The focus on poetry that the Lord has given me recently has caused me to think a great deal about what it means to Him. Just as creativity matters to God, I believe poetry also matters to Him. This is clear from the fact that two entire books of the Bible are composed solely of poetry: Psalms and The Song of Solomon. In the first, poetry is used for numerous purposes, including the praise of God, expressions of thankfulness, and even words of despair. The second expresses in beautiful language and metaphors both the earthly love between a man and a woman and, on a deeper level, the love of God for His people. Taken together, these two books illustrate both God’s side of our relationship with Him and the ways that we relate to Him directly. I am reminded of the lyrics of a beautiful song by the folk music duo Dave Carter and Tracy Grammer: “In praise and lamentation, peace and desperation; any way I do, I come into the presence of the Lord.”
But there’s another less visible reason why poetry matters to God. It is because He Himself is a poet. Ephesians 2:10, Paul writes, “For we are his workmanship, created in Christ Jesus for good works, which God prepared beforehand, that we should walk in them.” The Greek word for “workmanship” is poiema, which means “something made.” It also is the origin of our modern English words “poetry” and “poem.” God is the ultimate Poet, and we are His creations. I think of the process I go through to write a poem, how it involves the deliberate and meaningful arrangement of lines, the choosing of just the right words. And then I think of the Lord taking that great of care with me, with you, with us, and it absolutely blows my mind. It’s a powerful revelation of His creativity and His love. While one might argue that it is a pretty big leap to apply modern language words to derive meaning from a text composed when those words did not exist, I submit that the Holy Spirit is not bound by time or even the evolution of a language.
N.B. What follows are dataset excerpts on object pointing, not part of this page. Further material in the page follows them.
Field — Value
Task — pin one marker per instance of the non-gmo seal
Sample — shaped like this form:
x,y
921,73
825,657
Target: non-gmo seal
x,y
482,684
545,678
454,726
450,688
To me, it’s no coincide given that poetry is such an integral part of scripture.
So, I’m not getting much done on my novel. But so what? Poetry is giving me the chance to help friends better understand their own work and the work of others. It’s enabling me to process some very complicated emotions I have about the current state of the world. It’s even helped me to promote my book. Most of all, it has helped me to understand that I am God’s own poem, and because of this, I don’t need to worry about the timing of what I write and when. I take direction from Him.